NEWBURYPORT — Andy Port was walking along the waterfront on a recent afternoon, just next to the construction site in Market Landing Park that is the center of a major controversy brewing in this city, when he found himself cornered by four exasperated residents.
“You’re taking too much!” a man complained to Port, the city’s director of planning and development.
“Nobody uses the green space we already have,” a woman lamented.
Port did his best to be diplomatic, acknowledging their concerns and pointing out there were years of public hearings on the expansion of the city’s riverfront park.
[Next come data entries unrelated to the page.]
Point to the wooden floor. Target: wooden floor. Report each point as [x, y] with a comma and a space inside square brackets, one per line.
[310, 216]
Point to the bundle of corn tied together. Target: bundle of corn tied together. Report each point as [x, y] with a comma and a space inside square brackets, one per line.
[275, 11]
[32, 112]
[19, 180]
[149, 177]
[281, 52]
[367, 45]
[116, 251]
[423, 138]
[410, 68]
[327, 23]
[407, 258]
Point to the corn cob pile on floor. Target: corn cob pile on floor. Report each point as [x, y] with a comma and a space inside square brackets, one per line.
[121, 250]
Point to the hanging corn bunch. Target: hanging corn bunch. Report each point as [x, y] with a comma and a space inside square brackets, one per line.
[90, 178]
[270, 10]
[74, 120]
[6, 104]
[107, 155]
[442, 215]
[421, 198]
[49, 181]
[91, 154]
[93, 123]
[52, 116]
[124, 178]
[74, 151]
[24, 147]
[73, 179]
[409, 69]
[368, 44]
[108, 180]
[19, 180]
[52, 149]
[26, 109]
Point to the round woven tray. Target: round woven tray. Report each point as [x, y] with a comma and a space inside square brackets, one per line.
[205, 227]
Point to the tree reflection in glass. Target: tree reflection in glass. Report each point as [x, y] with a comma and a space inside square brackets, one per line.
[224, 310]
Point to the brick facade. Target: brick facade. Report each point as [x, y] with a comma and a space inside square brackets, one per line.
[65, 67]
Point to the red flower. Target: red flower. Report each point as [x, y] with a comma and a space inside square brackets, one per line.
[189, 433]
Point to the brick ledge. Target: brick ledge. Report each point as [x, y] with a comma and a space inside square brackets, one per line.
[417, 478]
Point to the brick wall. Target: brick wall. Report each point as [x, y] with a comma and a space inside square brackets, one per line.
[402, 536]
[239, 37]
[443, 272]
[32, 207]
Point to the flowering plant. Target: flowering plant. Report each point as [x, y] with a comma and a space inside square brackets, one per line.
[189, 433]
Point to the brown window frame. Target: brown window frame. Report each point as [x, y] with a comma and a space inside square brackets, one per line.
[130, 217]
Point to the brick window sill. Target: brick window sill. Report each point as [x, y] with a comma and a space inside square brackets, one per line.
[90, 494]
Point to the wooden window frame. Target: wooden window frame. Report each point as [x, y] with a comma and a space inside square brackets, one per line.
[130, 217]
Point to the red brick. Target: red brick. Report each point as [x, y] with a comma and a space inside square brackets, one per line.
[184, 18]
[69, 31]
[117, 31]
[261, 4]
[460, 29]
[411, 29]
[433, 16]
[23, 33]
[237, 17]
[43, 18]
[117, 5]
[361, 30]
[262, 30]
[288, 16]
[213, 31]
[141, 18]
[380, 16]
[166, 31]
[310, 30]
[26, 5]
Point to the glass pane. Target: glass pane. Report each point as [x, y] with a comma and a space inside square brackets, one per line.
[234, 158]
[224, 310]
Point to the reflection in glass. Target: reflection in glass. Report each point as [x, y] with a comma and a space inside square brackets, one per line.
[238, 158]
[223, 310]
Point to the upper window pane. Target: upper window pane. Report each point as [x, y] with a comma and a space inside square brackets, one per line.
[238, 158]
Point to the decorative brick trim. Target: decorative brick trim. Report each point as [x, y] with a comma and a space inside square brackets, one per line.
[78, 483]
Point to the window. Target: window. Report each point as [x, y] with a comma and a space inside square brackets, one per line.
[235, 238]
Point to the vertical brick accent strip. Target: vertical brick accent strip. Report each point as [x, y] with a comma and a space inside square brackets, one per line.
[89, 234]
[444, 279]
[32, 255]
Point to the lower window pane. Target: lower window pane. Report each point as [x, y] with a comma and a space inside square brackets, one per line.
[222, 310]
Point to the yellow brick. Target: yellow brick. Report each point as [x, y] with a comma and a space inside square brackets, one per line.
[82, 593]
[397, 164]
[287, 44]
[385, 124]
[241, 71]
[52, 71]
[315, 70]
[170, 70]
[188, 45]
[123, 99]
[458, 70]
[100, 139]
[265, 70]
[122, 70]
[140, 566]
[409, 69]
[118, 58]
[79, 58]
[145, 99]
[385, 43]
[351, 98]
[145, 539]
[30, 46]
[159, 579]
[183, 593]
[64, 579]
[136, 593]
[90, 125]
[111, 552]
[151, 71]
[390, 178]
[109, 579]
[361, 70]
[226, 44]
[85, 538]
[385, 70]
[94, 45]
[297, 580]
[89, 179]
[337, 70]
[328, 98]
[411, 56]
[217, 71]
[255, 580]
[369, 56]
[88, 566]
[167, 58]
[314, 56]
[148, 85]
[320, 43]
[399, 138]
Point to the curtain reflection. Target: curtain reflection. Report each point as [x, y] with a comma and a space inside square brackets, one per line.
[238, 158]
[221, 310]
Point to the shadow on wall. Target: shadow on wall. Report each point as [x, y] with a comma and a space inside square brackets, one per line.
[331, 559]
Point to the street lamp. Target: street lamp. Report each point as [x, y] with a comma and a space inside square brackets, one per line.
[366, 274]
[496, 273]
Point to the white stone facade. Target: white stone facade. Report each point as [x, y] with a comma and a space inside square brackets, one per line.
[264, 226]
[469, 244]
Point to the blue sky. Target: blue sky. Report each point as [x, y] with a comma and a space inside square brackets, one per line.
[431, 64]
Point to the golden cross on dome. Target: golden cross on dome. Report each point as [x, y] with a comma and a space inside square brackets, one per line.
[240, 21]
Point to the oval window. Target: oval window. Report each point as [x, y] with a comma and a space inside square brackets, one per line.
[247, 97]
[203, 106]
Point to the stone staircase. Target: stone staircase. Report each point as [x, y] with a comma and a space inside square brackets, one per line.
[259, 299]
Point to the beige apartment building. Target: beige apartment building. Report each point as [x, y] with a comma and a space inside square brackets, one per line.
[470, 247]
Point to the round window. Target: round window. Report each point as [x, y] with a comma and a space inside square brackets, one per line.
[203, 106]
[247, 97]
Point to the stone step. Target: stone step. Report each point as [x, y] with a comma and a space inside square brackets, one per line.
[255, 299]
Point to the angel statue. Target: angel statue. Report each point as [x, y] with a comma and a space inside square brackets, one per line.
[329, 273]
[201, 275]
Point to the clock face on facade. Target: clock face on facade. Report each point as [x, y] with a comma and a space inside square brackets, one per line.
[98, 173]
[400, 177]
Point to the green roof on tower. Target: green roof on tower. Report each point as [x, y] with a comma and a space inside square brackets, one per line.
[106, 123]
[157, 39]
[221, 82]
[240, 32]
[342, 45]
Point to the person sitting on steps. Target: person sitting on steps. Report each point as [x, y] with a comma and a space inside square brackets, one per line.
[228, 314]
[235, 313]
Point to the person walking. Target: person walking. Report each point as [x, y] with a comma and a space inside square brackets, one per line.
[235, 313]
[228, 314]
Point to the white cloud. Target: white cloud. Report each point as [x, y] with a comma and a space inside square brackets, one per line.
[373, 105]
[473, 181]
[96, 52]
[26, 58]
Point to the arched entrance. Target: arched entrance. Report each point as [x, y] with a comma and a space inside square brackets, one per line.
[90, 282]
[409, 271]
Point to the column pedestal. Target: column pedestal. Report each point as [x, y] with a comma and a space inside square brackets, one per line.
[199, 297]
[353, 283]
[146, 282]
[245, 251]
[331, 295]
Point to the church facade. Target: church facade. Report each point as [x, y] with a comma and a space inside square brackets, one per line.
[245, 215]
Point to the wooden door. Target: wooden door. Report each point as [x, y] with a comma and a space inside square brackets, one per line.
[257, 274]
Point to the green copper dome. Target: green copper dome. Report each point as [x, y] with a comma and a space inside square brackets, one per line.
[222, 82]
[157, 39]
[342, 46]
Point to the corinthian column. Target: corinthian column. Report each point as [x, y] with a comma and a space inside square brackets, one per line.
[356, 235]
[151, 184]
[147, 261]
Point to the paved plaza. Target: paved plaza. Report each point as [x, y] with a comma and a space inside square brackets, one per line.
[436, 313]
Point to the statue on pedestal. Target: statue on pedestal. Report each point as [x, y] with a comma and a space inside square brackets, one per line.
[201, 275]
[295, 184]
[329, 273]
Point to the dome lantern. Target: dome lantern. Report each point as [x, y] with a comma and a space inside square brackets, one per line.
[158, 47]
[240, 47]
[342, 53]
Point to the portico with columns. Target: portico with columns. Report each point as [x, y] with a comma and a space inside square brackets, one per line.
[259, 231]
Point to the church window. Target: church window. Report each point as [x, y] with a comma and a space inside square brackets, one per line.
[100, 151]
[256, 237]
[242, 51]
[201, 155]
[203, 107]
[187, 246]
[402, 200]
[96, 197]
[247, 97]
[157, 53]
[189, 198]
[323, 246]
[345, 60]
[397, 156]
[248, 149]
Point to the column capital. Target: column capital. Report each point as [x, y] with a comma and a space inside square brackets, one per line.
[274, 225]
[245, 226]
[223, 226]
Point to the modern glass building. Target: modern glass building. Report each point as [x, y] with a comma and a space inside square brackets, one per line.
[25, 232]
But he was not going to win over this crowd, for that expansion had come at the expense of hundreds of coveted downtown parking spots.
“Are we sure we’re doing the right thing?” one of the men asked, echoing a question asked by many since the construction fencing went up in August.
Here’s what’s going on: Newburyport has begun remodeling the 4.6-acre Market Landing Park along the Merrimack River in its touristy downtown. The initial changes will connect a bike path, create berms for better water viewing, and expand the overall green space. But to do that, it will take out a large chunk of two parking lots, one on the east side of the site, and one on the west.
The dispute echoes others flaring in cites and towns around the state, where communities are becoming more friendly to pedestrians, cyclists, and public transportation, but often at the expense of drivers.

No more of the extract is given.